Thirty years ago, I spoke at a conference on xenotransplantation — the transplantation of organs, cells, or tissues between species — at Columbia University’s Arden House. Participants were excited by the prospect of using animal organs to relieve the shortage of organs that limited the life-saving potential of transplantation. Unfortunately, it was clear that the scientific barriers limiting xenotransplantation remained high. Now, thanks to decades of research and scientific innovation, a groundbreaking experiment has demonstrated that xenotransplantation may be feasible. This innovative new source of organs may succeed in saving thousands of lives where years of government efforts to increase supply have failed.
Surgeons at NYU attached a kidney from a pig that had been genetically engineered to avoid immunologic rejection to a human being. Scientists at Revivacor, a company that has been researching xenotransplantation for two decades, inactivated a gene that normally produces a sugar (alpha-gal) found on the cell surface in many mammals such as pigs but not in people. Alpha-gal provokes immediate attack and “hyperacute” rejection from the human immune system. Revivicor also added a human gene to the pigs to produce a protein called CD46 to temper a human recipient’s immune response. The genetically modified pigs, called GalSafe, were approved by the FDA this past December as a source for medicines and food.
The gene-edited kidney functioned immediately and continued to filter waste and produce urine for 54 hours without triggering an acute rejection. If the procedure can be perfected to avoid longer-term forms of immune rejection, millions of Americans suffering from kidney failure and other diseases will benefit.
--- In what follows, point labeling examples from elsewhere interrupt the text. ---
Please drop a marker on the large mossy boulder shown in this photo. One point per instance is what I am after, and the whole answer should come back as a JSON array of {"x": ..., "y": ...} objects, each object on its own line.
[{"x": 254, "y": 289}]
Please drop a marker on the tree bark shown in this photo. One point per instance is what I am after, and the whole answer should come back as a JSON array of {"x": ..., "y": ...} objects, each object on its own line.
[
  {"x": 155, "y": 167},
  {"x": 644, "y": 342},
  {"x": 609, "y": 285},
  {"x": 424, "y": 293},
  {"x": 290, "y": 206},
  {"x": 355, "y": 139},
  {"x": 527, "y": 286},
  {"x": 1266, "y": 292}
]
Chronic kidney disease (CKD) affects nearly 15 percent of the adult population — roughly 37 million people — and is the ninth leading cause of death in the United States, causing more deaths than breast or prostate cancer. Each year about 125,000 CKD cases progress to end stage renal disease (ESRD) — substantial and irreversible failure of the kidneys that necessitates renal replacement therapy (dialysis or transplantation) for the patient to survive. CKD and ESRD are substantially more common in minorities, with the lifetime probability of having ESRD roughly three times higher in black Americans than in whites.
Over 726,000 Americans have ESRD. Most are treated by dialysis machines that filter blood to extract toxins and maintain chemical and fluid balance. But dialysis, while life-extending, is a time-consuming, debilitating procedure that interferes with normal life and employment. Kidney transplantation is superior, allowing organ recipients to live more normal lives and is associated with lower costs and better long-term outcomes. But only about 23,000 kidney transplants can be performed per year because of limited organ supply, far fewer than the annual increase in ESRD patients.
There are 117,000 Americans awaiting transplants for various organs, with 98,000 of them looking for a kidney. Fourteen potential kidney recipients died every day in 2020 while waiting on the list. If more organs were available, these deaths could be avoided, and many ESRD patients, currently consigned to dialysis, could be added to the list. But, despite years of efforts to increase supply, there have never been enough kidneys from deceased or living donors to go around. Even the best governmental strategies will be insufficient to supply current and future needs.
In 2020, the Department of Health and Human Services (HHS), in response to an executive order by President Trump, published final rules to increase kidney availability by removing regulatory barriers, increasing oversight of Organ Procurement Organizations (OPOs), and encouraging living donations. HHS estimated that the new regulations could increase kidney transplants by 4,500 a year by 2026.